Sat yesterday and Saturday afternoons. I had a doe and two fawns bust me Saturday when I was sitting on the ground (forgot the climber #-o ). I headed back out yesterday pre-front and hoped to catch them moving. Wind was blowing hard and my tree was swaying the whole time, and I didn't expect to see anything. I ended up watching the same doe and fawns from the day before for an hour. Both fawns wanted some milk but mama wasn't having any of that. It was pretty neat watching these deer up close.

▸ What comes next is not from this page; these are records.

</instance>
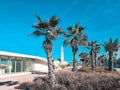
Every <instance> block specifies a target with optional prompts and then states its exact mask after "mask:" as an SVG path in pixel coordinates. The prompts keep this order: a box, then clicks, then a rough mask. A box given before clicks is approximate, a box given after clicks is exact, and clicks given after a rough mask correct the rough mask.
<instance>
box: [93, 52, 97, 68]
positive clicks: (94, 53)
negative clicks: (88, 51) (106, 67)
mask: <svg viewBox="0 0 120 90" xmlns="http://www.w3.org/2000/svg"><path fill="white" fill-rule="evenodd" d="M96 55H97V54H96V53H94V59H95V67H96V66H97V59H96Z"/></svg>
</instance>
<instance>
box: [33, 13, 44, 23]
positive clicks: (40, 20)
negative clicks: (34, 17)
mask: <svg viewBox="0 0 120 90" xmlns="http://www.w3.org/2000/svg"><path fill="white" fill-rule="evenodd" d="M35 16H36V17H37V19H38V20H39V21H40V22H42V19H41V18H40V16H39V15H37V14H35Z"/></svg>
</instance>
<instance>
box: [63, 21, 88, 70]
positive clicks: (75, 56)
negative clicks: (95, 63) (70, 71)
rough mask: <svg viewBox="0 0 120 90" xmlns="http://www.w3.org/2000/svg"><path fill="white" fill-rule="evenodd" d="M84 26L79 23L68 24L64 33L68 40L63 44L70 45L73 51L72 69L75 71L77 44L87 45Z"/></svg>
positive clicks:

Cell phone pictures..forgot the good camera

Lane 1-40 yards






Lane 2-50 yards





Doe and a fawn









Fawn that wandered off to within 5 yards of my tree and bedded down for 30 minutes


----------



## Quackrstackr (Aug 31, 2009)

I take it you are opposed to shooting fawns? :mrgreen:


----------



## switchback (Aug 31, 2009)

That was funny.


----------



## Jim (Aug 31, 2009)

great report...my season would of been done. :LOL2:


----------



## Loggerhead Mike (Aug 31, 2009)

aaaaaw man not huntin reports all ready. your killin us fellers waitin on season to start [-X 

looks like some nice property your huntin on. that a savage your shooting?


----------



## Jwengerd (Aug 31, 2009)

Those little ones are nice and tender :mrgreen:


----------



## FishinsMyLife (Aug 31, 2009)

In 15 days I can legally take any of the three deer I saw. You can start using doe (actually "antlerless deer") tags half way through September. Bucks only until then. I killed a button buck (thought it was a doe) last year and although he was awfully tender :lol: , he didn't yield too much meat.
Big momma is going to get her shoulder blades pinned together if she keeps hanging around there.

Gun is a Weatherby Vanguard.


----------



## Andy (Sep 1, 2009)

FishinsMyLife said:


> get her shoulder blades pinned together



LOL!! First time I've heard that one.


----------